UA digital art student sees future of a new medium

courtesy_artist_2

Shane Csontos-Popko sits at his desk tablet sketching the detailed back of a male figure standing in front of a nuclear explosion. On his computer monitor to the left, a Stephen Hawking documentary about the universe and space lends inspiration. The scene and figure in front of Csontos-Popko isn’t one of oils, pastels, pencil or charcoal. Csontos-Popko works with a new medium, in which layers of oil paints crafting dimensions and shading have become layers easily compressed on Adobe Photoshop.

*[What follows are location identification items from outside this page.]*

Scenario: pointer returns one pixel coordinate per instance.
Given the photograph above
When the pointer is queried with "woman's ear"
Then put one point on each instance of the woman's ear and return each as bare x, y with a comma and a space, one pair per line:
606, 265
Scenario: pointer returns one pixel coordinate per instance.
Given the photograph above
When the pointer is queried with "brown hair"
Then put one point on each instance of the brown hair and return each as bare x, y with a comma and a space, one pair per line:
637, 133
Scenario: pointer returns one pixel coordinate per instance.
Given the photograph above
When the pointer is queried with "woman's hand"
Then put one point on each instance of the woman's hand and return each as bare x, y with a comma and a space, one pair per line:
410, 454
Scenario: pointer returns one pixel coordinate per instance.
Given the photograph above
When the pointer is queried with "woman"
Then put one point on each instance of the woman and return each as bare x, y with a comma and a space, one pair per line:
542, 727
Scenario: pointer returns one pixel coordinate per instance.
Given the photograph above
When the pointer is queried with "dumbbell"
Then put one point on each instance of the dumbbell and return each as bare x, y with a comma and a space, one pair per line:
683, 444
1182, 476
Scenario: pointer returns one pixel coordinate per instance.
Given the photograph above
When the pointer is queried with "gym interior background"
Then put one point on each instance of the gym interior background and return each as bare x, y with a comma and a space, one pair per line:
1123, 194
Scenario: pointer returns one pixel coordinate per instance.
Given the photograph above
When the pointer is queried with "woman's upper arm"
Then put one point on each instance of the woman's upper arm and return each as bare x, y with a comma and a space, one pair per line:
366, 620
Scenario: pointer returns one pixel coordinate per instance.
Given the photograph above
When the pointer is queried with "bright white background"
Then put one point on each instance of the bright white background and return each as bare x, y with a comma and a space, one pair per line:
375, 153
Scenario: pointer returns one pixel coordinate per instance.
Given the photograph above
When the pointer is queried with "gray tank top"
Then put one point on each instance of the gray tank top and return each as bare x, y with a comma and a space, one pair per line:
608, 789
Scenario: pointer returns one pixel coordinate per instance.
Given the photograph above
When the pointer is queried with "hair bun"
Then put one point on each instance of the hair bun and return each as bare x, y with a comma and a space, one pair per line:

Fifty years ago, Andy Warhol challenged the traditional idea of art with his simple commercial illustrations. Today, Csontos-Popko follows in Warhol’s footsteps with a new kind of illustration: digital art.

Photo:

For 40 years, different names such as computer or multimedia art have been used for the medium that utilizes computer programs to create art. Using techniques employed by advertisers and special effects specialists in movies, digital artists create all on screen — and with unique results.

“Digital art has its own uniqueness about it,” said Csontos-Popko, a studio art senior with a minor in Japanese studies. “It takes time and patience like everything else.”

He said he was first drawn to digital art because it looked more “polished and finished” than other art forms.

Although digital art may not require canvas or a sketchpad, digital artists still create original forms, Csontos-Popko said. Digital art requires the same skills and techniques as its more traditional fine art counterparts, such as form and lighting, but many art teachers do not yet accept or teach this new form. As a result, when Csontos-Popko first saw digital art, he said he wanted to work with it, but didn’t know where to begin.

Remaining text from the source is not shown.